Sergio Romano, Corriere della sera 3/8/2009, 3 agosto 2009
I TRAGICI ERRORI DI MAO ASSOLTI PER CARIT DI PATRIA
Ho visto su Rai Storia la storia di Mao Zedong. Da come ha trattato i cittadini cinesi prima, durante e dopo la Rivoluzione culturale ho avuto la sensazione di sentirmi raccontare la storia di Hitler per l’assoluto disprezzo della vita umana. Potrebbe spiegarmi quali differenze ci furono e quali i comportamenti delittuosi comuni?
Franco Anelli
anelli.fr@tin.it
Caro Anelli,
Proverò a risponderle ricordando per grandi linee la storia della sua vita. Figlio di un soldato che era divenuto, con molti sacrifici, piccolo agricoltore, Mao fu attratto dalla politica perché era naturalmente ribelle e terribilmente impaziente di uscire dalla angusta casella sociale in cui era nato. probabile che per qualche anno sia stato egualmente tentato dalle due prospettive che la politica cinese offriva a un giovane ambizioso: il partito comunista, fondato a Shanghai nel luglio 1921, di cui fu membro sin dal primo giorno, e il Kuomintang (il partito nazionalista di Chang Kai-shek) di cui divenne dirigente quando le due forze politiche decisero di «marciare mano nella mano».
Scelse il comunismo ed ebbe due grandi intuizioni. Capì, anzitutto, che la rivoluzione cinese sarebbe stata possibile soltanto se il partito fosse riuscito a mobilitare le masse contadine. E capì, in secondo luogo, che la guerra contro il Kuomintang, allorché i due partiti cominciarono a battersi per la conquista del potere, esigeva fantasia, destrezza, flessibilità, astuzia.
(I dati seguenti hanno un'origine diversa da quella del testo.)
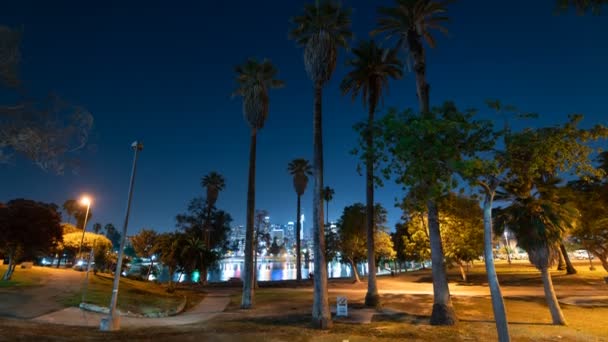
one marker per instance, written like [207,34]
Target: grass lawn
[134,296]
[23,277]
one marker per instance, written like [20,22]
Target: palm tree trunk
[498,304]
[569,267]
[556,312]
[371,298]
[443,310]
[321,316]
[561,265]
[356,277]
[247,298]
[298,245]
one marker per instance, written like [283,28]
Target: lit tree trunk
[11,260]
[569,267]
[443,310]
[247,298]
[556,312]
[371,298]
[298,244]
[321,316]
[498,304]
[562,263]
[355,271]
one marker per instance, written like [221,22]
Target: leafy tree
[254,81]
[427,152]
[372,67]
[192,223]
[322,29]
[300,169]
[328,195]
[352,227]
[213,183]
[113,235]
[48,131]
[537,214]
[28,228]
[143,243]
[590,196]
[461,226]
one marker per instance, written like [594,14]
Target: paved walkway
[212,305]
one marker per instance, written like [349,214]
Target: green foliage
[71,241]
[461,229]
[322,29]
[28,229]
[254,80]
[352,229]
[428,151]
[143,243]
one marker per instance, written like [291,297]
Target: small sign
[342,307]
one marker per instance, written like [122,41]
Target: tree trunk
[371,298]
[356,277]
[498,304]
[569,267]
[561,265]
[321,316]
[247,298]
[443,310]
[463,273]
[556,312]
[9,271]
[298,245]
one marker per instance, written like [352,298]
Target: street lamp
[85,200]
[112,321]
[507,247]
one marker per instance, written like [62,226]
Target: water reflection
[268,269]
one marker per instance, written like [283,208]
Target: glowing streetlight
[85,200]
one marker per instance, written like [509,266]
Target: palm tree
[372,67]
[300,169]
[328,195]
[254,81]
[322,29]
[411,22]
[539,222]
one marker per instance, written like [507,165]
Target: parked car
[581,254]
[82,265]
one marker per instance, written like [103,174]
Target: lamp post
[84,201]
[112,321]
[507,247]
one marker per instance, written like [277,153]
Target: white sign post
[342,307]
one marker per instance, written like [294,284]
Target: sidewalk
[212,305]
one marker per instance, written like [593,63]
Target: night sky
[164,73]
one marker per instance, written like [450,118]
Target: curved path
[212,305]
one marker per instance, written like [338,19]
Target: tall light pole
[84,201]
[112,321]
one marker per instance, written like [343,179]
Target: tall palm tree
[213,182]
[328,195]
[539,221]
[411,22]
[372,67]
[254,81]
[321,29]
[300,169]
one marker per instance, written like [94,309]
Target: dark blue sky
[164,74]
I suoi capolavori furono la Lunga marcia (12 mila km, 200 scontri, 80 mila caduti), lo staterello comunista dello Shensi e la grande mobilitazione popolare contro il Kuomintang fra il 1947 e il 1949. In ciascuno di quegli episodi dimostrò di avere intuizione, coraggio e soprattutto una fede volontarista che fu in molte circostanze la carta vincente delle sue iniziative.
Le difficoltà cominciarono dopo la conquista di Pechino e la proclamazione della Repubblica popolare il 1º ottobre 1949. L’intuizione e il volontarismo divennero da quel momento strumenti insufficienti, se non addirittura pericolosi. La collettivizzazione della terra e le campagne contro la borghesia misero l’economia in ginocchio e produssero una sorta di catastrofe umanitaria. La politica dei «cento fiori», che Mao lanciò per conquistare i consensi degli intellettuali, mise in pericolo il potere del partito e fu bruscamente interrotta con un duro giro di vite. Il «grande balzo in avanti» e la creazione delle Comuni (organismi centralizzati da cui dipendevano le attività agricole e industriali di numerosi villaggi) fallirono clamorosamente. Alla fine degli anni Cinquanta Mao aveva perduto gran parte del suo potere e provocato al suo Paese terribili sofferenze. Fu quello il momento in cui scatenò, per tornare in sella, la «rivoluzione culturale»: atto supremo di cinismo politico e fantasia romantica. Tutto ciò che la Cina ha fatto dopo la fine di quel tragico interludio, lo ha fatto contro di lui.
Lei potrebbe chiedersi a questo punto perché un uomo che fu responsabile di tanti orrori abbia ancora diritto agli omaggi generalmente riservati a un padre della patria. Per due ragioni. In primo luogo perché emancipò il suo Paese dallo stato di servitù internazionale in cui era caduto durante il suo lungo declino. In secondo luogo perché la direzione del suo partito ritenne che la rottura con il proprio passato avrebbe danneggiato, oltre che se stessa, il Paese. Sono per certi aspetti le stesse ragioni per cui Vladimir Putin ha deciso di reinserire Stalin nella continuità della grande storia russa.
P.S. Con questa risposta la rubrica va in congedo per quattro settimane. A tutti i lettori buone vacanze. Ci ritroveremo domenica 30 agosto.